Whether you’re expecting a baby, caring for young children, or simply love seafood, it's important to understand mercury in fish. It may seem like there are conflicting messages about the health benefits of fish and the potential risks of mercury poisoning.
Taking a closer look at the facts can help to clarify the benefits and risks of eating seafood. The reality is that most fish contain at least some mercury, but species that contain low to moderate concentrations can safely be enjoyed on a regular basis.
Why is mercury bad for you?
Regarding mercury in fish, a highly toxic form called methylmercury is the primary concern because it’s harmful to humans in large quantities. High levels of mercury can damage the nervous system, especially in developing fetuses and young children.
This type of mercury exposure in the womb can lead to cognition, memory, and language issues. In adults, mercury poisoning can impact coordination, muscle strength, speech, hearing, and vision. However, most people have a little bit of mercury in their bodies at low levels that doesn’t cause problems.

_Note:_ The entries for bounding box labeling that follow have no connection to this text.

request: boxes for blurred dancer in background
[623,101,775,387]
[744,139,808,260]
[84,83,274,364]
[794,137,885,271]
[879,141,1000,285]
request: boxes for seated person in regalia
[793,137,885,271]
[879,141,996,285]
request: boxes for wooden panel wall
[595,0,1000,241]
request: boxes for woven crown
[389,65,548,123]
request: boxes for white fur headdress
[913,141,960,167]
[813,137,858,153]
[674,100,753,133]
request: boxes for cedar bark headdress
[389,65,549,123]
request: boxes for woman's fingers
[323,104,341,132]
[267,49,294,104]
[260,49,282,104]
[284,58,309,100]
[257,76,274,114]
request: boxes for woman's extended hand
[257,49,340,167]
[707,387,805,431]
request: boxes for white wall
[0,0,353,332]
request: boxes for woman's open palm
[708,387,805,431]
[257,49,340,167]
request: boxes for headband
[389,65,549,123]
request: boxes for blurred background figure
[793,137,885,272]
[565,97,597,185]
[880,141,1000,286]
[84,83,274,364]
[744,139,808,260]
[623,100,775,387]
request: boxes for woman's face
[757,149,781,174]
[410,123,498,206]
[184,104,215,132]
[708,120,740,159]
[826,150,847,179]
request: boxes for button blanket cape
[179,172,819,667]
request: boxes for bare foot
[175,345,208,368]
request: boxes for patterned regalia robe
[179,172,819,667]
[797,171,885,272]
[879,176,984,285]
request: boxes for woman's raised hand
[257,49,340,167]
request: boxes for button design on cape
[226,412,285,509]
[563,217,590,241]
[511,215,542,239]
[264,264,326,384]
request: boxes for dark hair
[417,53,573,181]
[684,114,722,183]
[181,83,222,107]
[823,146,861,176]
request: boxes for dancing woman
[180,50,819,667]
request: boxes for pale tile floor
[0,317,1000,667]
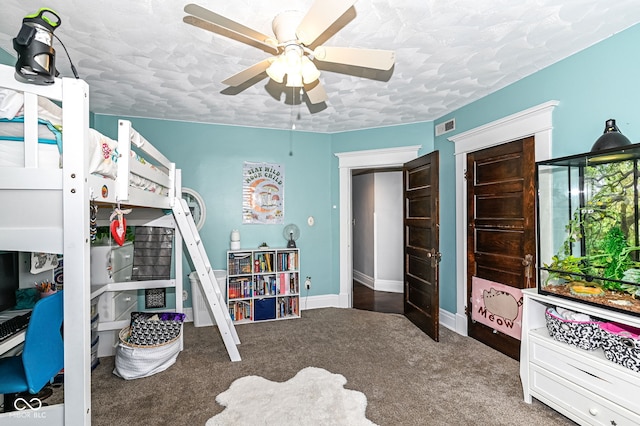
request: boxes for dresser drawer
[529,330,640,414]
[530,365,640,426]
[98,290,138,322]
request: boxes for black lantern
[13,7,61,85]
[591,118,631,152]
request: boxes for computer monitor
[0,251,20,312]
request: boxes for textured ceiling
[0,0,640,132]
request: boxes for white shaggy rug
[206,367,375,426]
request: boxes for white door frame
[448,101,559,336]
[335,145,422,308]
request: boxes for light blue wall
[95,115,339,306]
[0,49,16,65]
[435,25,640,312]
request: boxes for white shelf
[227,248,300,324]
[520,289,640,426]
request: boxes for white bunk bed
[0,65,182,425]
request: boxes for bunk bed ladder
[173,198,240,361]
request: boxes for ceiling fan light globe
[267,57,287,83]
[300,56,320,84]
[287,72,303,87]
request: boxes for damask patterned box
[600,322,640,372]
[544,308,602,351]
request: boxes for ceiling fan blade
[304,80,329,104]
[296,0,356,46]
[183,4,278,53]
[222,58,272,87]
[313,46,396,71]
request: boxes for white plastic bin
[189,269,227,327]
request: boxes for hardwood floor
[353,281,404,314]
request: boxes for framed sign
[242,162,284,224]
[182,187,207,231]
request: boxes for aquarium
[536,144,640,315]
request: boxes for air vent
[436,118,456,136]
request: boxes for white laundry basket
[189,269,227,327]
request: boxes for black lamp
[591,118,631,152]
[13,8,61,85]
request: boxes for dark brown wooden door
[402,151,440,341]
[466,137,536,359]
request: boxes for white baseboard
[353,269,375,290]
[182,308,193,322]
[439,309,458,333]
[353,269,404,293]
[300,294,467,336]
[373,280,404,293]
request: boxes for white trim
[449,101,559,336]
[332,145,422,308]
[353,269,376,290]
[440,309,457,331]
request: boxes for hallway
[353,281,404,314]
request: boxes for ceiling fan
[183,0,395,104]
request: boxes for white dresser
[520,289,640,426]
[91,242,138,357]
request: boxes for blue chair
[0,291,64,411]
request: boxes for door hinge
[427,248,442,268]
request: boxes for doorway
[449,101,559,336]
[351,168,403,313]
[335,145,421,308]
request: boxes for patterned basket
[544,308,602,351]
[113,327,181,380]
[129,312,185,346]
[600,322,640,372]
[118,327,180,348]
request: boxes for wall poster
[242,161,284,224]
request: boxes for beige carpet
[87,308,573,426]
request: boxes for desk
[0,329,27,357]
[0,309,31,356]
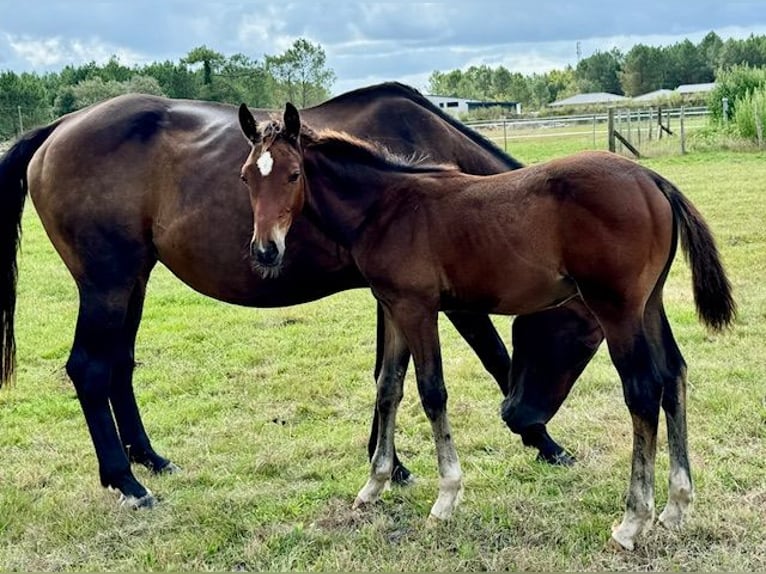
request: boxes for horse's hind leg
[647,306,694,529]
[66,280,155,507]
[109,271,178,480]
[501,298,604,465]
[585,304,663,550]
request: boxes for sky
[0,0,766,94]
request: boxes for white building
[426,95,521,115]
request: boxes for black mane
[301,128,458,173]
[320,82,524,169]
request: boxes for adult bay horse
[240,104,735,549]
[0,83,602,506]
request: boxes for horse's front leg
[353,313,410,508]
[394,303,463,520]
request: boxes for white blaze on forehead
[255,150,274,177]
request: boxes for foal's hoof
[537,449,577,466]
[154,461,181,474]
[120,490,157,510]
[391,464,415,486]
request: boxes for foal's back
[367,152,672,314]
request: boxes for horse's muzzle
[250,240,282,267]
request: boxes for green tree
[0,72,51,139]
[140,60,202,99]
[620,44,664,96]
[574,48,623,94]
[181,46,226,101]
[266,38,335,107]
[53,75,163,116]
[697,32,723,78]
[663,40,714,88]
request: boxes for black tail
[0,122,58,387]
[655,174,737,331]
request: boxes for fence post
[593,114,596,149]
[657,106,662,140]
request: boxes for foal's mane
[259,120,458,177]
[301,129,458,173]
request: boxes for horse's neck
[304,155,397,248]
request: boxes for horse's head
[239,103,305,277]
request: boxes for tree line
[427,32,766,109]
[0,38,335,140]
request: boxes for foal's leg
[353,313,410,508]
[66,281,155,508]
[109,271,178,473]
[367,303,413,486]
[647,304,694,529]
[393,303,463,520]
[502,298,604,465]
[444,311,511,396]
[602,317,663,550]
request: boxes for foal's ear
[239,104,261,144]
[284,102,301,141]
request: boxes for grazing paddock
[0,142,766,571]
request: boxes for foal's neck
[304,148,407,248]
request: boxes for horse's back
[28,95,249,292]
[301,82,521,175]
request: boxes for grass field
[0,134,766,571]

According to the Environmental Protection Agency (EPA), in the United States, almost all mercury exposure happens when people eat fish high in mercury.
How Mercury Gets into Fish and Shellfish
Mercury emissions come from various sources like volcanoes, forest fires, and burning fossil fuels. Once in the water, mercury transforms. Tiny organisms, like bacteria, can convert it into methylmercury, which small aquatic plants and animals absorb.
Mercury accumulates in fish by sticking to proteins. Generally, as bigger, longer-lived fish eat smaller ones, mercury builds up in their bodies over time, amplifying the presence of this toxin.
Is there mercury in all fish and shellfish?
According to the FDA, most fish and shellfish have a little mercury in their bodies, though many don’t have substantial amounts. Different fish have different levels of mercury.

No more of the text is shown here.